Friday, April 24, 2009

More Stuff Bennington Hates (Part II)

6. Lawn Care - My mother used to say, "Life sucks, then you die." Actually, she still does. I think about lawn care similarly. "You have a nice green lawn, then you die." But, it's much more complicated.

Yeah, I'm a tree hugger. I'm an environmentalist insofar as altering a natural setting with noxious chemicals solely because "it looks green" (not necessarily better) seems idiotic, wasteful, and selfish as fuck. All so your grass can be awarded "yard of the month" in your dumbass neighborhood.

Let me break it down for: chemical on the lawn, rain on the lawn, chemical in the river, chemical in the ocean/sea, chemical in the fish, chemical back in you. Plus, you really shouldn't be rolling on, playing in, or touching a lawn that has been sprayed with such pesticides.

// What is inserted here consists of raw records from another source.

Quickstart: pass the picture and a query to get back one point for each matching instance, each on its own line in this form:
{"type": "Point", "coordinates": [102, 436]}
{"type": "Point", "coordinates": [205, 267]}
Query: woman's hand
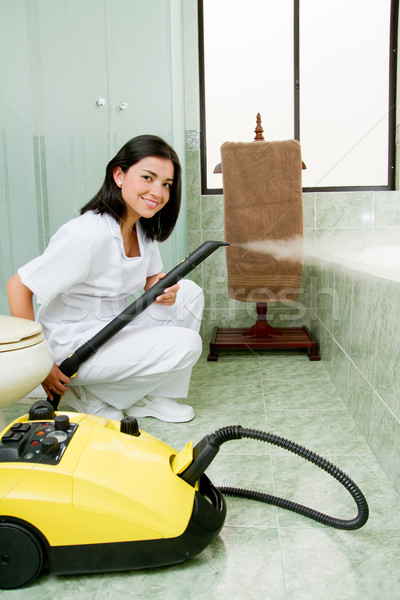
{"type": "Point", "coordinates": [168, 298]}
{"type": "Point", "coordinates": [55, 382]}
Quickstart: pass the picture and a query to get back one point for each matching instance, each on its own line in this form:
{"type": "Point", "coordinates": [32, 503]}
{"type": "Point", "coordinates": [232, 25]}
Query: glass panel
{"type": "Point", "coordinates": [248, 68]}
{"type": "Point", "coordinates": [344, 79]}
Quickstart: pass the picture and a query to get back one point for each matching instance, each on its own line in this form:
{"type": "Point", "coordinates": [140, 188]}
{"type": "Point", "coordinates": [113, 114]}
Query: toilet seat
{"type": "Point", "coordinates": [16, 333]}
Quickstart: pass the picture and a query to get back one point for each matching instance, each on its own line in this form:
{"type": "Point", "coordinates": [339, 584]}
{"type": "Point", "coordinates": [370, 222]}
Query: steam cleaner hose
{"type": "Point", "coordinates": [235, 432]}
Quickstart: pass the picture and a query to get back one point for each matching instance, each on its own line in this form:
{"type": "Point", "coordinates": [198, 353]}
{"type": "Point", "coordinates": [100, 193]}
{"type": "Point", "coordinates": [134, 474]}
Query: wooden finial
{"type": "Point", "coordinates": [259, 130]}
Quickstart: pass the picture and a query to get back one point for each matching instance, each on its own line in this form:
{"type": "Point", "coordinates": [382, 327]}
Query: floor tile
{"type": "Point", "coordinates": [265, 552]}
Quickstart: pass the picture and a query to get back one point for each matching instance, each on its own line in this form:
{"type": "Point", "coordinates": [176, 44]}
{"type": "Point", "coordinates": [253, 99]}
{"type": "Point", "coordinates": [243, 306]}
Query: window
{"type": "Point", "coordinates": [319, 72]}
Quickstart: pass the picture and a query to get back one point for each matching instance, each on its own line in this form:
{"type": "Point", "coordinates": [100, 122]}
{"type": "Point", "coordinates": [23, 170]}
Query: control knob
{"type": "Point", "coordinates": [50, 445]}
{"type": "Point", "coordinates": [61, 423]}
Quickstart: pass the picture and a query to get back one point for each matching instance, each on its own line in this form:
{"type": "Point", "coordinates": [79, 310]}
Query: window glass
{"type": "Point", "coordinates": [248, 69]}
{"type": "Point", "coordinates": [249, 61]}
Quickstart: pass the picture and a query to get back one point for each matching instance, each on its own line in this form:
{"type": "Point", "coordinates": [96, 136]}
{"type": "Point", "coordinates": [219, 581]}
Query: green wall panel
{"type": "Point", "coordinates": [54, 139]}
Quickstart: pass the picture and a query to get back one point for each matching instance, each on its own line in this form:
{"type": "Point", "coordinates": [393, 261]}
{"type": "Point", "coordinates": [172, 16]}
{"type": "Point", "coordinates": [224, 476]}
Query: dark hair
{"type": "Point", "coordinates": [109, 198]}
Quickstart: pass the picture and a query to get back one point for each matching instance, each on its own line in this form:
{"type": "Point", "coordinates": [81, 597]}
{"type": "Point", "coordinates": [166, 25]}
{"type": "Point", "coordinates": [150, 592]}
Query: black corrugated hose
{"type": "Point", "coordinates": [235, 432]}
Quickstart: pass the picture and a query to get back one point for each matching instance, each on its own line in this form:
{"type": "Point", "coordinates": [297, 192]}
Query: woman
{"type": "Point", "coordinates": [85, 276]}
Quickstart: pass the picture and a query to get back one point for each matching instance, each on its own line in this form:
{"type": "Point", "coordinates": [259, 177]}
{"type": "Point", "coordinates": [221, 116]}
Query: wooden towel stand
{"type": "Point", "coordinates": [261, 335]}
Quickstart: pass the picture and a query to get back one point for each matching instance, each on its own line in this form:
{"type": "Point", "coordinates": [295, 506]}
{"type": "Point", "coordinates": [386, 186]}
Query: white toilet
{"type": "Point", "coordinates": [25, 360]}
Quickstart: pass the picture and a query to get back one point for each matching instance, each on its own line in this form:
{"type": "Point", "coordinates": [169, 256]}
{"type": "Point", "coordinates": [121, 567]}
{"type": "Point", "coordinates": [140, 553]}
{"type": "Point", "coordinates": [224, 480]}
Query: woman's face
{"type": "Point", "coordinates": [145, 186]}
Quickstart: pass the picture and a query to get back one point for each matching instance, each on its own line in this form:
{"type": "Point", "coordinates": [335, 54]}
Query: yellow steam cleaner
{"type": "Point", "coordinates": [84, 494]}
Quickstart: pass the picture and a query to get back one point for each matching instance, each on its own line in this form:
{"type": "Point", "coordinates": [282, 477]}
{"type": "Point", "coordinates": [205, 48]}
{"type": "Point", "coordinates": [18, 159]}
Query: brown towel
{"type": "Point", "coordinates": [263, 214]}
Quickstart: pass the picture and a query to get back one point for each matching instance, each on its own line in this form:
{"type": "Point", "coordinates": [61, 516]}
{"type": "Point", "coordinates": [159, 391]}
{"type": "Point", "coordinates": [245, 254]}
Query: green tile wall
{"type": "Point", "coordinates": [353, 315]}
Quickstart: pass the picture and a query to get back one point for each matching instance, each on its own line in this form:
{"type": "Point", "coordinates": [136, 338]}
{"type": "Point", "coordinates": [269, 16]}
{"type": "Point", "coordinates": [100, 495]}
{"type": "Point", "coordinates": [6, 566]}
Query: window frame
{"type": "Point", "coordinates": [393, 36]}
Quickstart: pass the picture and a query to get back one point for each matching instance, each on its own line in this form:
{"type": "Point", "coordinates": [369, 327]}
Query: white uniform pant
{"type": "Point", "coordinates": [152, 355]}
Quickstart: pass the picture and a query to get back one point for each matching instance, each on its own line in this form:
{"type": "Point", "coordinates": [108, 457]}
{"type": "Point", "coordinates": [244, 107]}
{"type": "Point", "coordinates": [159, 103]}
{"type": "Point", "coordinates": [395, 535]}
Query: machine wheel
{"type": "Point", "coordinates": [21, 556]}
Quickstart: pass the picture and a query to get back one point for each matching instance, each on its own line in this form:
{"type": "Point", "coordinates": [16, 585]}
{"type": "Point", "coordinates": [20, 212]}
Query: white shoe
{"type": "Point", "coordinates": [84, 402]}
{"type": "Point", "coordinates": [164, 409]}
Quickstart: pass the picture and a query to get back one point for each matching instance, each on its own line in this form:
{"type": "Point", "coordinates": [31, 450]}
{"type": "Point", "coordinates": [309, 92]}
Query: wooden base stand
{"type": "Point", "coordinates": [262, 336]}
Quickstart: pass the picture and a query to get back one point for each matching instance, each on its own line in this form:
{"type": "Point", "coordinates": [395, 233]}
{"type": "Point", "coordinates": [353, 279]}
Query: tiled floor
{"type": "Point", "coordinates": [264, 552]}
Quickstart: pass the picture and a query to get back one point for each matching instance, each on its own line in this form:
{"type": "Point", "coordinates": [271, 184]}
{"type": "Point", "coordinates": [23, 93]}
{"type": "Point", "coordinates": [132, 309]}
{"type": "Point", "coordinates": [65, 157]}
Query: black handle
{"type": "Point", "coordinates": [70, 365]}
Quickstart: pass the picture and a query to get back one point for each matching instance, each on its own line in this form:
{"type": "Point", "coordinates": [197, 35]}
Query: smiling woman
{"type": "Point", "coordinates": [145, 189]}
{"type": "Point", "coordinates": [85, 276]}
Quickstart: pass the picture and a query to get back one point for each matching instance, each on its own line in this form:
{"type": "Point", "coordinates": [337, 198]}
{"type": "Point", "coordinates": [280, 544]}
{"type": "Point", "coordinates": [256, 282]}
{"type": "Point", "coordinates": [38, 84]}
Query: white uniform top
{"type": "Point", "coordinates": [83, 279]}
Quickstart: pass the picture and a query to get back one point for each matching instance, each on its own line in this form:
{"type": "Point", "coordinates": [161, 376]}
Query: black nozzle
{"type": "Point", "coordinates": [198, 255]}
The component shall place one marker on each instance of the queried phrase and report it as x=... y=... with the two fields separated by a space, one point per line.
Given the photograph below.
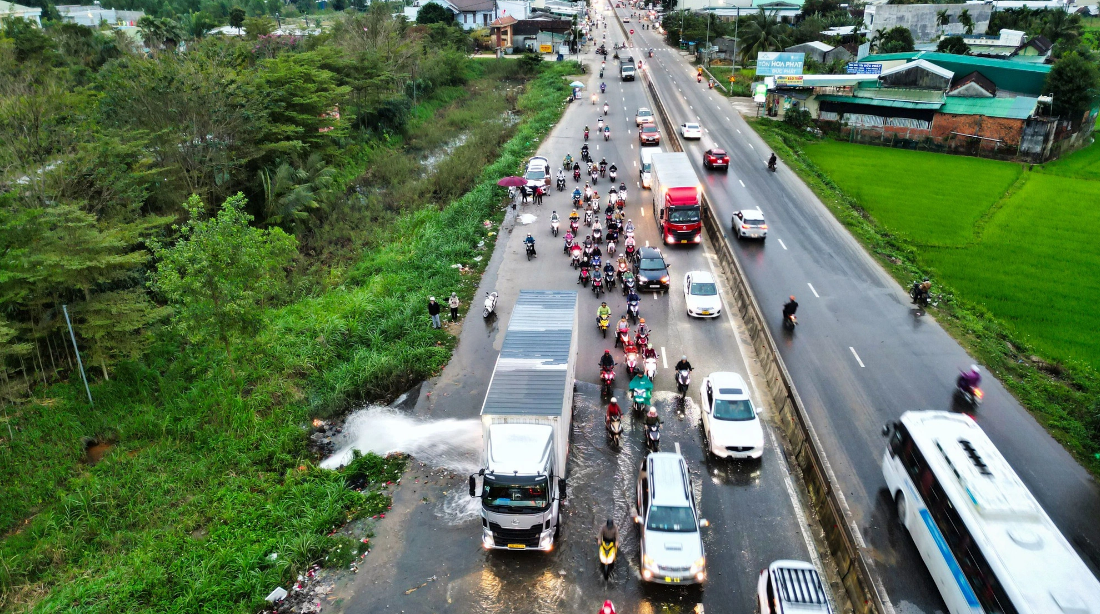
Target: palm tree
x=762 y=33
x=967 y=21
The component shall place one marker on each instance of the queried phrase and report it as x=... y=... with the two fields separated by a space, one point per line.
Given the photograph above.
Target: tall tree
x=221 y=273
x=762 y=33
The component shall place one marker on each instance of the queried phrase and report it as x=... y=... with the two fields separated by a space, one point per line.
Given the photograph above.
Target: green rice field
x=1021 y=243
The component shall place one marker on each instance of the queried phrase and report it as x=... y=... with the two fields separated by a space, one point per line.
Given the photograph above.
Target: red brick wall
x=1008 y=130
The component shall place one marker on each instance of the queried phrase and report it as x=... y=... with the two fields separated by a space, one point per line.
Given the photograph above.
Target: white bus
x=983 y=537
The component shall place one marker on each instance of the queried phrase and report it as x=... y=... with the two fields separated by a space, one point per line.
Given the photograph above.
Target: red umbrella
x=513 y=182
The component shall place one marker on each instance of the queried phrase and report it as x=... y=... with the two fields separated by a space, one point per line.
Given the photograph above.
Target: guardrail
x=845 y=545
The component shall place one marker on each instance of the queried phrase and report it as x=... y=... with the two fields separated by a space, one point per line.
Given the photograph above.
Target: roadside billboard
x=780 y=63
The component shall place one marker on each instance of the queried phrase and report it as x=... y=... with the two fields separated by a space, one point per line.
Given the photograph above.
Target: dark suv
x=651 y=271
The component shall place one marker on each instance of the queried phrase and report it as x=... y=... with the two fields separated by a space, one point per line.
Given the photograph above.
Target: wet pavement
x=427 y=554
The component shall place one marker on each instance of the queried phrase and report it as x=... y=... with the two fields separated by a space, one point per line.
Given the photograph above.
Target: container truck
x=677 y=198
x=526 y=420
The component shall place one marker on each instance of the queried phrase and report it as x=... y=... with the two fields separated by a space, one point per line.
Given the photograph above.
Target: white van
x=668 y=519
x=646 y=166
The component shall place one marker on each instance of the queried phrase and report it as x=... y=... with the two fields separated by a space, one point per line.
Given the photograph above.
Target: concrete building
x=923 y=21
x=9 y=10
x=94 y=14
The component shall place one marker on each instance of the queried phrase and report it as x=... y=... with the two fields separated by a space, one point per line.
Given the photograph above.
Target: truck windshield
x=514 y=493
x=683 y=216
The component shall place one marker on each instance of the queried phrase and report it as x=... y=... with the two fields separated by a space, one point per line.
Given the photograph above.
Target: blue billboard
x=780 y=63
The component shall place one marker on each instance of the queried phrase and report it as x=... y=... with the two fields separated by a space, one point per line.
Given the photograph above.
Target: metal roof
x=531 y=371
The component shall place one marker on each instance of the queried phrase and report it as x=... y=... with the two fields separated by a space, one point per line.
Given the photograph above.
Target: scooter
x=490 y=304
x=607 y=379
x=615 y=430
x=607 y=549
x=683 y=381
x=653 y=437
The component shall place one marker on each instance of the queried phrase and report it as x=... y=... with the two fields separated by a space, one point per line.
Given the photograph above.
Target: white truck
x=526 y=421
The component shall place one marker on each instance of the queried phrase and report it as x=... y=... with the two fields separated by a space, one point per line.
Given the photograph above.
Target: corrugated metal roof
x=1021 y=107
x=531 y=372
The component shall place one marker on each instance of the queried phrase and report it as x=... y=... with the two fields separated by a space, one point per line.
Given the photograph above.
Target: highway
x=861 y=355
x=429 y=559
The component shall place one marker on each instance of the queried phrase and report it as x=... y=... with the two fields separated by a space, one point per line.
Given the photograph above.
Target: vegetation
x=1007 y=285
x=156 y=188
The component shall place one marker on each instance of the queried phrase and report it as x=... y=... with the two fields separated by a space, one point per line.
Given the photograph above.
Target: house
x=94 y=14
x=923 y=20
x=948 y=102
x=10 y=10
x=823 y=53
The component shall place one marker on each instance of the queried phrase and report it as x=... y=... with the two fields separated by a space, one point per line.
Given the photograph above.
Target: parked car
x=748 y=223
x=651 y=271
x=691 y=130
x=716 y=159
x=792 y=587
x=668 y=521
x=730 y=424
x=701 y=294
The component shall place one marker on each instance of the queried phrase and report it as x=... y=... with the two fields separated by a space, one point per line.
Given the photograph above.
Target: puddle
x=448 y=443
x=94 y=451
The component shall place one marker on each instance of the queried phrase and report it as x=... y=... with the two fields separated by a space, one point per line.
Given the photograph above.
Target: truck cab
x=520 y=488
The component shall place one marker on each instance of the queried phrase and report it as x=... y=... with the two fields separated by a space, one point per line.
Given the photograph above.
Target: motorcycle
x=490 y=304
x=653 y=437
x=607 y=379
x=615 y=429
x=683 y=380
x=607 y=549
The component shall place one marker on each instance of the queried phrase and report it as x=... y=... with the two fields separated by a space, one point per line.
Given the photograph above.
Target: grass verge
x=1008 y=262
x=210 y=473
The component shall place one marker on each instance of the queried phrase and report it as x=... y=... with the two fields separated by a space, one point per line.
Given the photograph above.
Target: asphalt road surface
x=861 y=355
x=428 y=557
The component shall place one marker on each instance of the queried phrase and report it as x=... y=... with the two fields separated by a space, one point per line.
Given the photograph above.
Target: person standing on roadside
x=453 y=304
x=433 y=311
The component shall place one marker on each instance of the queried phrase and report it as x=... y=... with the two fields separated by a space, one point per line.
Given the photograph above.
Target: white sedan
x=729 y=421
x=691 y=131
x=701 y=294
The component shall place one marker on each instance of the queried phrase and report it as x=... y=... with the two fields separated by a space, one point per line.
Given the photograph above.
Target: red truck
x=677 y=199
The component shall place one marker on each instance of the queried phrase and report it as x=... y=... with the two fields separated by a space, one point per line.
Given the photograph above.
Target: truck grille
x=503 y=537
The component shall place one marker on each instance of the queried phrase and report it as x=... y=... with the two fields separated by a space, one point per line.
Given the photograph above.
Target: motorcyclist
x=790 y=307
x=683 y=364
x=608 y=534
x=969 y=379
x=603 y=311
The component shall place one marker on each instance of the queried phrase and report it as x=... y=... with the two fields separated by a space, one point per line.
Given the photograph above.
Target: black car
x=651 y=271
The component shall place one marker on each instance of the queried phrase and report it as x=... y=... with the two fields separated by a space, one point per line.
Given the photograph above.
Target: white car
x=691 y=131
x=730 y=424
x=701 y=294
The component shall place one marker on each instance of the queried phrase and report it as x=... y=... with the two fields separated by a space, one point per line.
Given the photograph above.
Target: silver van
x=646 y=166
x=668 y=519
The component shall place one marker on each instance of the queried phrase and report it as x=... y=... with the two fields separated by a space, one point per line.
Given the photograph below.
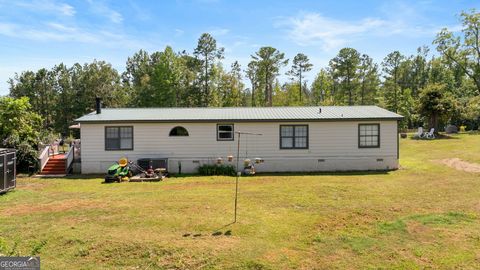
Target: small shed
x=8 y=169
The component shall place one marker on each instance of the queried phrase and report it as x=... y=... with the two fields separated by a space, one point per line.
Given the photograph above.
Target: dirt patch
x=460 y=165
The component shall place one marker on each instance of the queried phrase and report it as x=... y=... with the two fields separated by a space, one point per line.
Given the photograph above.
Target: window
x=294 y=137
x=225 y=132
x=178 y=131
x=369 y=135
x=118 y=138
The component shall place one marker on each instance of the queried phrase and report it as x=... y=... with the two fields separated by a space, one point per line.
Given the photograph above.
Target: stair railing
x=44 y=157
x=69 y=158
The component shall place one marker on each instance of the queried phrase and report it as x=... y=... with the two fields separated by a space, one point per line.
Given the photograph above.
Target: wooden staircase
x=56 y=165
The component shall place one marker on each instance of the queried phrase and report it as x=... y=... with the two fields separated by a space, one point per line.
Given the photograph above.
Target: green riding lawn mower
x=125 y=170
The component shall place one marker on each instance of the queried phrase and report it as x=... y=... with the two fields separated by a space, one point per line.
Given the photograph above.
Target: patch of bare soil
x=461 y=165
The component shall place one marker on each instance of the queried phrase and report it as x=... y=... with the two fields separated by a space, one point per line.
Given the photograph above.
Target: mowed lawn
x=425 y=215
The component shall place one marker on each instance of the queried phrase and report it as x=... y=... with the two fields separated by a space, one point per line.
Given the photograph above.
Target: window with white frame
x=118 y=138
x=225 y=132
x=369 y=135
x=294 y=137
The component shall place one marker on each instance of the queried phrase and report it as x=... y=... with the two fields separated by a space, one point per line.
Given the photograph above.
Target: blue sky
x=42 y=33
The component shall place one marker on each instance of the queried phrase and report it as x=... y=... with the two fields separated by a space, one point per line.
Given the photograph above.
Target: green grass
x=425 y=215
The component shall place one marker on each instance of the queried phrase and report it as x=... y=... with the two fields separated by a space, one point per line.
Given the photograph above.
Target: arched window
x=178 y=131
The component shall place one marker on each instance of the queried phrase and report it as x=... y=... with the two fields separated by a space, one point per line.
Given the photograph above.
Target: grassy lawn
x=425 y=215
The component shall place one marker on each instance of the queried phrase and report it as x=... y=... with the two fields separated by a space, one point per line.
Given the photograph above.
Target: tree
x=19 y=128
x=321 y=88
x=436 y=104
x=269 y=61
x=344 y=67
x=208 y=52
x=252 y=73
x=300 y=65
x=391 y=67
x=368 y=79
x=464 y=51
x=165 y=79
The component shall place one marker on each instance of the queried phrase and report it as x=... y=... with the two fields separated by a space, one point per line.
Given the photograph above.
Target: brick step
x=53 y=170
x=55 y=164
x=56 y=161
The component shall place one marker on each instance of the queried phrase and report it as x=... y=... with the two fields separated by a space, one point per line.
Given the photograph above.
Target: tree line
x=426 y=88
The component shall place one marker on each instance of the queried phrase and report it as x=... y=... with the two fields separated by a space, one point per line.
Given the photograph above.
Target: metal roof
x=239 y=114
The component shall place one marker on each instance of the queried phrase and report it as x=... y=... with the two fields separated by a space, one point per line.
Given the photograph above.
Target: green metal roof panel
x=313 y=113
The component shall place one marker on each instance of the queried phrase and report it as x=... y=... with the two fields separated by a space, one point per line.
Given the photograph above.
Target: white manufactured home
x=293 y=139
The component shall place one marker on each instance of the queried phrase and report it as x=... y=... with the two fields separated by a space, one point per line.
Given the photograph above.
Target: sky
x=42 y=33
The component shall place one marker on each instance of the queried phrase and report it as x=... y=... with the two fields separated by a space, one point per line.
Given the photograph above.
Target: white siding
x=333 y=146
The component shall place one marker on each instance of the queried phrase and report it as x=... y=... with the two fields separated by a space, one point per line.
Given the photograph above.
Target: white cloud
x=56 y=32
x=215 y=32
x=179 y=32
x=314 y=29
x=49 y=6
x=102 y=9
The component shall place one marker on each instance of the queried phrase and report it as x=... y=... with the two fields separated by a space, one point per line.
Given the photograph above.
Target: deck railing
x=69 y=158
x=44 y=156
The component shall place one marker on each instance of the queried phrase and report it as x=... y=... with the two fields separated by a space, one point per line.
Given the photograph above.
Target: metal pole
x=236 y=180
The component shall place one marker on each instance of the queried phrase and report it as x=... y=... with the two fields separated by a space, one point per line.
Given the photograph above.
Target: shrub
x=215 y=169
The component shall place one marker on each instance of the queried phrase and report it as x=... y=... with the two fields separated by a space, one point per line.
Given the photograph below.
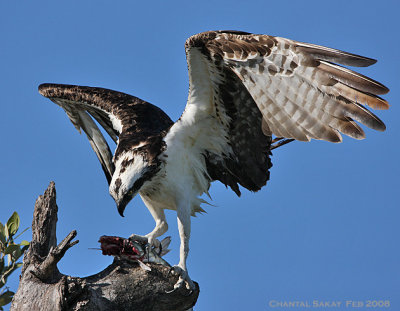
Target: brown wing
x=263 y=86
x=128 y=120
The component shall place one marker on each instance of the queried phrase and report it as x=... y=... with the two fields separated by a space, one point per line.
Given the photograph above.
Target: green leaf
x=11 y=248
x=6 y=298
x=17 y=254
x=13 y=224
x=2 y=234
x=5 y=231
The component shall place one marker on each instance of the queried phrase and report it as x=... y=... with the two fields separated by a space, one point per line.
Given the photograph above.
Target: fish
x=135 y=251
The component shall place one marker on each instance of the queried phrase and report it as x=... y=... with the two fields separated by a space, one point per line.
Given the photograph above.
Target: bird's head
x=131 y=172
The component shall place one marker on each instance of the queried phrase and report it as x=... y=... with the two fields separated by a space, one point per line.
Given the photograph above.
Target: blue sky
x=325 y=227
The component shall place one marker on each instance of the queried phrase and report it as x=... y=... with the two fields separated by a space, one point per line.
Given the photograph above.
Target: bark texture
x=121 y=286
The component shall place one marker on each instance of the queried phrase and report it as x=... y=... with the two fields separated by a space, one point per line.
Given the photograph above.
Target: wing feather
x=128 y=120
x=298 y=89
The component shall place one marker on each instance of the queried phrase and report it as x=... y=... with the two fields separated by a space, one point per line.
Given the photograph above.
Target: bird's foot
x=145 y=239
x=149 y=241
x=184 y=279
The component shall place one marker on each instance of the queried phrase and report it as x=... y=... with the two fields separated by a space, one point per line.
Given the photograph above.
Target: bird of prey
x=245 y=90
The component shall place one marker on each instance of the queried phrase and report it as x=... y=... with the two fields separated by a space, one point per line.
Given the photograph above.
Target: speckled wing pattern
x=128 y=120
x=264 y=85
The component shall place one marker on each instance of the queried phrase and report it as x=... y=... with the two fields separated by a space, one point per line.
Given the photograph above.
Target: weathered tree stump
x=121 y=286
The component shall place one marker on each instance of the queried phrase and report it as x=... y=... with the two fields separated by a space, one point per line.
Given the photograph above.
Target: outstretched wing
x=256 y=86
x=128 y=120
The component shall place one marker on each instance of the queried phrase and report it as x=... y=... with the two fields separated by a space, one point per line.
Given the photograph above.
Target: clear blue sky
x=327 y=225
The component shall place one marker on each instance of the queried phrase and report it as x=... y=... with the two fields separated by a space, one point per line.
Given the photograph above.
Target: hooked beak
x=121 y=207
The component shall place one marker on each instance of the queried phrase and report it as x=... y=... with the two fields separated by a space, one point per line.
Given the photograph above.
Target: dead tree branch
x=121 y=286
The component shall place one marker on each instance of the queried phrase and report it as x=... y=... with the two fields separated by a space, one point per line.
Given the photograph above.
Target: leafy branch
x=10 y=252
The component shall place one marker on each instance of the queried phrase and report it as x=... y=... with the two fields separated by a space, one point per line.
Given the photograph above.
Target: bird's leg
x=160 y=228
x=184 y=213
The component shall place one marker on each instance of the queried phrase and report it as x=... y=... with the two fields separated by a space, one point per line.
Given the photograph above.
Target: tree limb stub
x=121 y=286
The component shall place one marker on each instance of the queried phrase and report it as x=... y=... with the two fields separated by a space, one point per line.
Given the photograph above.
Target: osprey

And, you really shouldn't allow a pet or child to be anywhere near the grass!

A cost savings idea for someone who loves a green lawn: pay for a round of golf, take along your digital camera, snap as many photos of the fairways and greens as you like, develop your favorite, let's say, 30 photos from the day, and then get out the scotch tape, with photos in hand, and affix them to your windows. Tadah! You now have the opportunity to always, each and everytime you look from your windows while watching re-runs of Quantum Leap, see a green, happy, toxic lawn outside.

And, the next time you eat fish you won't have to worry about neurotoxins. Oh, and, maybe you'll do your part to reduce the nearly 80 million pounds of pesticides used on U.S. lawns each year ( And, you'll be rewarded with eternal life.

For more ideas:

7. Glenn Beck - Put Sean Hannity, Bill O'Reilly, and Gary Busey in a blender and remove 97% of the personality and you've got Glenn Beck. You should read this guy's column or watch his show. He's guaranteed to make you gag, or you'll get a dollar off your next case of Coors Light.

And, he's now on Fox News! When are those hacks going to give Ann Coulter her own show? Am I right, Ann?

8. Drafts - You remember rough drafts from your 9th grade English class? They sucked. Now all of my email programs are equipped with a draft section. And, I still hate it. Who's slaved over an email for hours, and saved it as a rough draft, only to months later realize you hit "save as draft," not "send?" I do it weekly.

"What the shit? I could have sworn I sent that hate mail to Glenn Beck."

9. Acne - I guess everybody goes through an awkward acne-riddled stage, but that doesn't make it any easier. While you're going through it you just want it to be over, and then when you grower older and feel you've logged enough time, and are even now wearing scares to prove it, there it comes again to rear its ugly head. Plus, all the synonyms for the word grate on my ears. I don't care to hear the word pimples or zits, much less have them.

10. Top Ten Lists - They always suck. Number seven is always the best, and when you get to number one you feel cheated. The worst part is each time you hear about a top ten list you forget about the years of experience you've had with less-than-stellar lists and instead slide back into this child-like mentality awaiting hilarity only to leave confused and jaded.

1 comment:

  1. i just got another coupon from Chem Lawn, do you want that one too.